A few weeks ago, Londonist and five friends set out for dinner at the ‘Lanes’ restaurant, a basement affair just a few strides from Liverpool Street.

This unassuming and stylish restaurant has received extremely favourable reviews from respected sources so all the signs were good. We went on a special offer, two courses for £15. Disappointingly, however, the word special will not be required for the purposes of the rest of the review.

It is fair to say that the Lanes will probably be something of a destination restaurant at lunch time for suits’n’boots and it was a pretty safe bet that dinner would lack some atmosphere. The environment is just right though, light and adequately well aired despite occupying the lower ground floor of a faceless office block. Service was welcoming and consistent although not once were we asked how the food was. Given the unfolding (and vocal) disappointment and the fact that we were 6 of only about 20 eating, this was disheartening. There was little advice to offer on the good but exorbitant wine list although we managed to find a very good white and a red for under £30 each.

The set menu offered 3 choices for each starters and mains. The entrees were reasonable. Leek and potato soup was good but only lukewarm. The salad with nut dressing was better, a generous portion too, bloody and ripe Mediterranean roasted tomatoes that were perfectly succulent without losing flavour or form in the roasting and served with a sweet liquor that brought out their almost wine-like fruitiness. Ham hock terrine was the best of all, simple and unrefined, with gherkins and shallots threading softly and sourly throughout; fittingly salty, but a tiny bit dry. It could have benefited from some sort of apple confection to go with it rather than the pretty but bitty onion relish it came with.

Mains were so bad it was upsetting.

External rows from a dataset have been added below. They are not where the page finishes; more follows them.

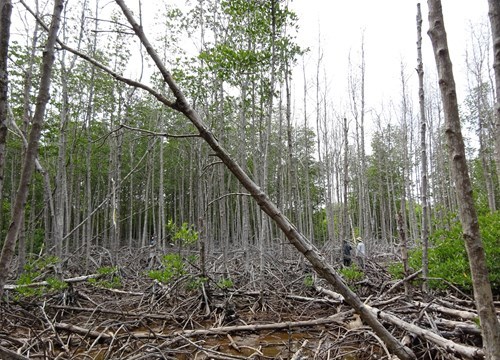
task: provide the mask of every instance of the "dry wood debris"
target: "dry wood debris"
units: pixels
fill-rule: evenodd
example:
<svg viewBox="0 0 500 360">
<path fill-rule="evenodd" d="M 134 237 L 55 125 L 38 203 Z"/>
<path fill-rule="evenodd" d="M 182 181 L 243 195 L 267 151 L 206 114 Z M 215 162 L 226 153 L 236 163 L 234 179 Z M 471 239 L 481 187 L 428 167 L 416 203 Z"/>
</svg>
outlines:
<svg viewBox="0 0 500 360">
<path fill-rule="evenodd" d="M 111 265 L 102 256 L 92 273 Z M 120 289 L 77 273 L 68 273 L 66 289 L 33 297 L 19 295 L 11 284 L 0 305 L 0 358 L 392 359 L 342 297 L 294 256 L 273 256 L 263 281 L 234 256 L 226 264 L 211 259 L 205 282 L 196 282 L 199 270 L 191 266 L 161 284 L 147 276 L 148 249 L 123 249 Z M 68 268 L 81 269 L 77 263 Z M 220 280 L 228 278 L 232 286 L 221 288 Z M 484 358 L 470 299 L 460 292 L 423 296 L 415 278 L 412 297 L 405 297 L 368 260 L 364 279 L 350 286 L 420 359 Z"/>
</svg>

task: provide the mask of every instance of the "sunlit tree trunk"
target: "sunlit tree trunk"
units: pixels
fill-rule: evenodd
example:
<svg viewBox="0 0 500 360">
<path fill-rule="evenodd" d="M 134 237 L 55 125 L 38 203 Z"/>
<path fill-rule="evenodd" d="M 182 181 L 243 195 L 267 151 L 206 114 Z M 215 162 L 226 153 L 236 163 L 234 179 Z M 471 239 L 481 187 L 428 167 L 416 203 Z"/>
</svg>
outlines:
<svg viewBox="0 0 500 360">
<path fill-rule="evenodd" d="M 38 11 L 38 10 L 37 10 Z M 28 129 L 31 123 L 31 90 L 32 90 L 32 85 L 33 85 L 33 68 L 34 68 L 34 63 L 35 63 L 35 52 L 36 52 L 36 47 L 38 45 L 38 24 L 35 25 L 35 29 L 33 30 L 33 39 L 31 41 L 31 49 L 30 49 L 30 57 L 28 59 L 28 66 L 27 69 L 25 70 L 25 79 L 24 79 L 24 89 L 23 89 L 23 121 L 22 121 L 22 129 L 20 129 L 20 135 L 23 137 L 23 149 L 26 149 L 28 143 L 26 138 L 28 137 Z M 15 119 L 12 119 L 13 126 L 15 125 Z M 44 180 L 44 196 L 49 199 L 46 201 L 45 206 L 47 209 L 47 214 L 53 214 L 53 202 L 52 202 L 52 189 L 50 186 L 50 178 L 49 174 L 45 169 L 43 169 L 41 166 L 37 166 L 37 170 L 42 174 L 43 180 Z M 0 172 L 2 170 L 0 169 Z M 1 175 L 0 175 L 1 178 Z M 1 189 L 1 184 L 0 184 L 0 189 Z M 0 190 L 0 204 L 2 203 L 2 196 L 3 194 L 1 193 Z M 2 210 L 0 210 L 1 212 Z M 3 229 L 3 221 L 6 216 L 0 216 L 0 229 Z M 18 274 L 21 274 L 24 271 L 24 265 L 26 263 L 26 232 L 23 230 L 25 224 L 24 220 L 21 221 L 23 224 L 21 227 L 21 233 L 18 239 Z M 50 222 L 49 222 L 50 223 Z M 50 230 L 47 229 L 48 232 Z"/>
<path fill-rule="evenodd" d="M 500 359 L 500 323 L 498 322 L 490 282 L 486 267 L 479 224 L 472 196 L 472 185 L 465 158 L 465 146 L 462 138 L 458 102 L 453 77 L 452 64 L 448 50 L 448 41 L 444 27 L 440 0 L 428 0 L 429 36 L 431 38 L 439 76 L 439 88 L 445 116 L 445 133 L 449 146 L 449 155 L 455 180 L 455 189 L 459 199 L 460 220 L 463 238 L 469 257 L 469 265 L 474 286 L 474 298 L 481 321 L 483 346 L 486 358 Z"/>
</svg>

Risotto of butternut squash, sage and amoretti biscuits was, frankly, inedible. The risotto itself looked like it had been tangoed and one bite into the mush just about set mouths on fire. This suggested two things; microwave or extensive time spent under the service lamp. Neither should be acceptable at a restaurant purporting to be of such calibre. Londonist struggled to find any edible trace of butternut squash amongst the rice, although the colour was certainly there. The amoretti biscuit atop this mound of molten rice was disgusting; a completely hopeless misjudgement. None of the risottos were even half finished.

Pancetta wrapped chicken breast wasn’t the best either. The three chicken breasts on our table seemed inordinately uniform and whilst the pancetta had expertly melded into the breast the saltiness had drained the chicken of some vital moisture. If it had been a decent cut or even a leg this could have been avoided, but again, like the curious of the amoretti biscuits, it seemed like a naïve misjudgement of the use of ingredients. The meat should have been accompanied by something moist and buttery – had anyone in that kitchen heard of mashed potato? – instead it arrived with tinned butter beans and various bits of courgette and mushroom in a gravy so insipid it looked and tasted of shop bought stock.

The evening had been highly anticipated and the Londonist left hungry without coffee or dessert and as quickly as possible, although even that was a struggle as they had hidden the wine. It was a dreadful disappointment especially when the menu, the environment and the service provided all the ingredients for a very pleasant night out.